The operation of the cooling device 5 will be described.
As shown in FIG. 4, when the cooling fan 50 is driven, outside air sucked from the intake port 111 flows in the intake duct 61 and is introduced into the cooling fan 50 as indicated by an arrow A. As indicated by an arrow B, outside air (cooling air) discharged from the discharge port 501 of the cooling fan 50 flows in the discharge duct 65. The flow state of the cooling air so far is substantially laminar. The cooling air flowing in the discharge duct 65 flows into the three branched R discharge ducts 66R, the G discharge duct 66G, and the B discharge duct 66B.

  As shown in FIG. 4, the cooling air that has flowed into the R discharge duct 66 </ b> R is substantially as shown by an arrow C by a plurality of projecting pieces 71 arranged so as to be substantially spiral in the flow converting portion 70. It is converted into a spiral flow state (turbulent flow) and discharged from the discharge port 661R toward the optical device 45 in a substantially spiral shape.

  Cooling air as a substantially spiral turbulent flow discharged from the discharge port 661R of the R discharge duct 66R is located above the discharge port 661R, the R light liquid crystal panel 451R, the incident side polarizing plate 452, the emission side polarized light. By spraying on the plate 453, heat generated in the R light liquid crystal panel 451R, the incident side polarizing plate 452, and the emission side polarizing plate 453 is taken and cooled.

  The cooling air that has flowed into the G discharge duct 66G and the B discharge duct 66B is also changed in the flow state in the same manner as the cooling air that has flowed into the R discharge duct 66R, and is substantially spirally formed from the discharge ports 661G and 661B. Cooling air is discharged. Then, the G light liquid crystal panel 451G, the B light liquid crystal panel 451B, and the like, which are positioned above, are similarly cooled by the discharged cooling air.

According to the first embodiment described above, the following effects can be obtained.
The cooling device 5 of the present embodiment includes a cooling fan 50 and a duct 60 (discharge duct 65), and flows inside the discharge duct 65 (R discharge duct 66R, G discharge duct 66G, B discharge duct 66B). A conversion unit 70 is included. The cooling air is converted into a substantially spiral flow state (turbulent flow) by the plurality of projecting pieces 71 arranged in a substantially spiral shape of the flow converting portion 70, and the discharge ports 661R, 661G, 661B. To the optical device 45. By blowing substantially spiral cooling air onto the optical device 45, the heat dissipation efficiency of the optical device 45 can be improved, and as a result, the cooling efficiency for the optical device 45 can be improved.

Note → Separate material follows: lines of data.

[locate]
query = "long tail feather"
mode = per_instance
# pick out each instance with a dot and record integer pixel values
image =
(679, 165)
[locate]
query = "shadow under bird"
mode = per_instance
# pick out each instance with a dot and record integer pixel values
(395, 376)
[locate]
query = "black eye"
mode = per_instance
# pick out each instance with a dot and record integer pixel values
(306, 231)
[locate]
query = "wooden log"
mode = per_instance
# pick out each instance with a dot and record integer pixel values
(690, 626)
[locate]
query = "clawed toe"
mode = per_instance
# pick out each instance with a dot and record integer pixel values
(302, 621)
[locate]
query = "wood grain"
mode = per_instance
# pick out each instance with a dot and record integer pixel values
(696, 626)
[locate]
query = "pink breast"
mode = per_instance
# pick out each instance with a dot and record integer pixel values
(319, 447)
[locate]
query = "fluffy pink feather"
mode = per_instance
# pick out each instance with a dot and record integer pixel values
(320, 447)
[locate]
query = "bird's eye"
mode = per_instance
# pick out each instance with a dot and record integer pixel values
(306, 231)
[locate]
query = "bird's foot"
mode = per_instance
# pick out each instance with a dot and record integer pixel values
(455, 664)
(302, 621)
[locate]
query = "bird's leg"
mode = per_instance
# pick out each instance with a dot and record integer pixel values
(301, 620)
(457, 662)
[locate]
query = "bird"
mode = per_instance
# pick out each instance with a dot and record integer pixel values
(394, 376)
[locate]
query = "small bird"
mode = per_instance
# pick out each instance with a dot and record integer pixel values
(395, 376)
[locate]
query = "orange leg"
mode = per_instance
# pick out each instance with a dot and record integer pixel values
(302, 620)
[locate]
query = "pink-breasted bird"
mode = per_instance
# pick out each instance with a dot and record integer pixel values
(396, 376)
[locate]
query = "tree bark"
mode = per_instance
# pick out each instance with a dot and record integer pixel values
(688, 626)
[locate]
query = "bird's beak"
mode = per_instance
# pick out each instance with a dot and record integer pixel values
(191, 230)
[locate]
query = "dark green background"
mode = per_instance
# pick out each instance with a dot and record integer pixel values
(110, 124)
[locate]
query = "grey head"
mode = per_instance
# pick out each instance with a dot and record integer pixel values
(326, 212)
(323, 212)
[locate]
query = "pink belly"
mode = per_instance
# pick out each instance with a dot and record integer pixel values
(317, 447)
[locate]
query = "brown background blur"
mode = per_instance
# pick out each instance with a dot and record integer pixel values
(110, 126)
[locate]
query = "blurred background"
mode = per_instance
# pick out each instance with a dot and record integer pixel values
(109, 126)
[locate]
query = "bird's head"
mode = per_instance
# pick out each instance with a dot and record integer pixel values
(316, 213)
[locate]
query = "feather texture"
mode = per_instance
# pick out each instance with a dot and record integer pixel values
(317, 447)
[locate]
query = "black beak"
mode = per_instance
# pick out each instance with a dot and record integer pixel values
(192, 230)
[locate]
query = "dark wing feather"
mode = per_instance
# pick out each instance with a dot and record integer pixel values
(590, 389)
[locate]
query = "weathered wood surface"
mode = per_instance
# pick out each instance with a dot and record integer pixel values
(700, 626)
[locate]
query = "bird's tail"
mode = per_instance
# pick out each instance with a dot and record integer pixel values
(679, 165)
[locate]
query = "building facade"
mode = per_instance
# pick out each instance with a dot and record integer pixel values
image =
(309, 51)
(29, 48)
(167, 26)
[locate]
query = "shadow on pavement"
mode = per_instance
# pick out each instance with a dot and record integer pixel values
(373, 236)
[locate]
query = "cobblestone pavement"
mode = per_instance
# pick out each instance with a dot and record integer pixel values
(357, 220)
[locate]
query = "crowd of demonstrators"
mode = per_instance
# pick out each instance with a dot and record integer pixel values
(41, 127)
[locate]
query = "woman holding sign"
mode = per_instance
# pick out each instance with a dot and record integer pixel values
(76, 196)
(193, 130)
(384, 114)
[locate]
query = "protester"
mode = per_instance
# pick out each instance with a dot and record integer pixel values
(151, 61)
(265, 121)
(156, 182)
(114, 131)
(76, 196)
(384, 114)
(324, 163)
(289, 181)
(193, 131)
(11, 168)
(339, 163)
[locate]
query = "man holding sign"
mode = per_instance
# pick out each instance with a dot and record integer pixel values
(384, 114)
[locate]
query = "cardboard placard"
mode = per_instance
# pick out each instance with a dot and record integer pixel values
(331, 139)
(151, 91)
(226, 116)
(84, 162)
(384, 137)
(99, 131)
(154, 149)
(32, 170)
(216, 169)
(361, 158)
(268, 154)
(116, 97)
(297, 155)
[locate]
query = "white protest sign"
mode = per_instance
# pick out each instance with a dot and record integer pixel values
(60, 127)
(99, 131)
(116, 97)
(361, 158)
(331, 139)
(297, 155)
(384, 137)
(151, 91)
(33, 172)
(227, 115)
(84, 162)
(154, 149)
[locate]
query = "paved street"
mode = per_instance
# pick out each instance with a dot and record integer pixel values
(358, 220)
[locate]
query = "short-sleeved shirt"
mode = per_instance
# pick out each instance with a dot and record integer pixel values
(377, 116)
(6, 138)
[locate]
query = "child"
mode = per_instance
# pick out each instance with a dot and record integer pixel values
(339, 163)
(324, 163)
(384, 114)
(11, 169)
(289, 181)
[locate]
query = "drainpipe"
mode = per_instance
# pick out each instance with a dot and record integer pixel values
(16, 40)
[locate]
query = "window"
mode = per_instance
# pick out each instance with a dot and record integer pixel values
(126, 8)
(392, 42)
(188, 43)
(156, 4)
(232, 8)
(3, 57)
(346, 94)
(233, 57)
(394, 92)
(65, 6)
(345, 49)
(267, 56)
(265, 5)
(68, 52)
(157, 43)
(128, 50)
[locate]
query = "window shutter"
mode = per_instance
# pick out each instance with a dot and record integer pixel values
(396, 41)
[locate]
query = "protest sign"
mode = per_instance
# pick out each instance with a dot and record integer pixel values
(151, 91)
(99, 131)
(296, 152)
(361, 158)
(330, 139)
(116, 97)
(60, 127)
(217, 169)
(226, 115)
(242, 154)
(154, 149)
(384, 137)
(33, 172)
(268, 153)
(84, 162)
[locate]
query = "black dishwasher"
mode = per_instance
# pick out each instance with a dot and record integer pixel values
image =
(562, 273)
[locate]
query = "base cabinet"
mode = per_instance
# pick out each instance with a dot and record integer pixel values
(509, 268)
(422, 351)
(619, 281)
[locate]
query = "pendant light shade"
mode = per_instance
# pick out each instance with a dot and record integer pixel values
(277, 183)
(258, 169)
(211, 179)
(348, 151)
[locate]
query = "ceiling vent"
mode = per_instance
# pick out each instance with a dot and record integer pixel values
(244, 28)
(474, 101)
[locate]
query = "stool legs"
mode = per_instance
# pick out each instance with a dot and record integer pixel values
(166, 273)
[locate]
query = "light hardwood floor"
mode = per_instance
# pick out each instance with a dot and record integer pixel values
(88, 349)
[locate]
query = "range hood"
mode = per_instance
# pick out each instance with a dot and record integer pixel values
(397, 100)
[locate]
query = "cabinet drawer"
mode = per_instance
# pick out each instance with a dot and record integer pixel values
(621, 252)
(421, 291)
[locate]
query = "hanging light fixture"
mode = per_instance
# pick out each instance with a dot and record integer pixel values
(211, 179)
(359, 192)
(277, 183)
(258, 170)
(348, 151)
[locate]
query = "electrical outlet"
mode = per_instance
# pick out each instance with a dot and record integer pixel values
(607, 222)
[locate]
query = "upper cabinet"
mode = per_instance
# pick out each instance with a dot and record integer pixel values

  According to the cooling device 5 of the present embodiment, it is only necessary to discharge cooling air from one direction (downward) to the optical device 45 that is a cooling target, and there is no need to discharge cooling air from different directions. Therefore, the structure of the cooling device 5 can be simplified and the cooling device 5 can be downsized.

  According to the cooling device 5 of the present embodiment, the flow conversion unit 70 is formed in the vicinity of the discharge ports 661R, 661G, and 661B of the discharge duct 65, so that the cooling air converted into a substantially spiral shape is discharged to the discharge ports 661R, 661R. 661G and 661B can be efficiently discharged. Therefore, the optical device 45 can be cooled while maintaining the cooling efficiency by the substantially spiral cooling air.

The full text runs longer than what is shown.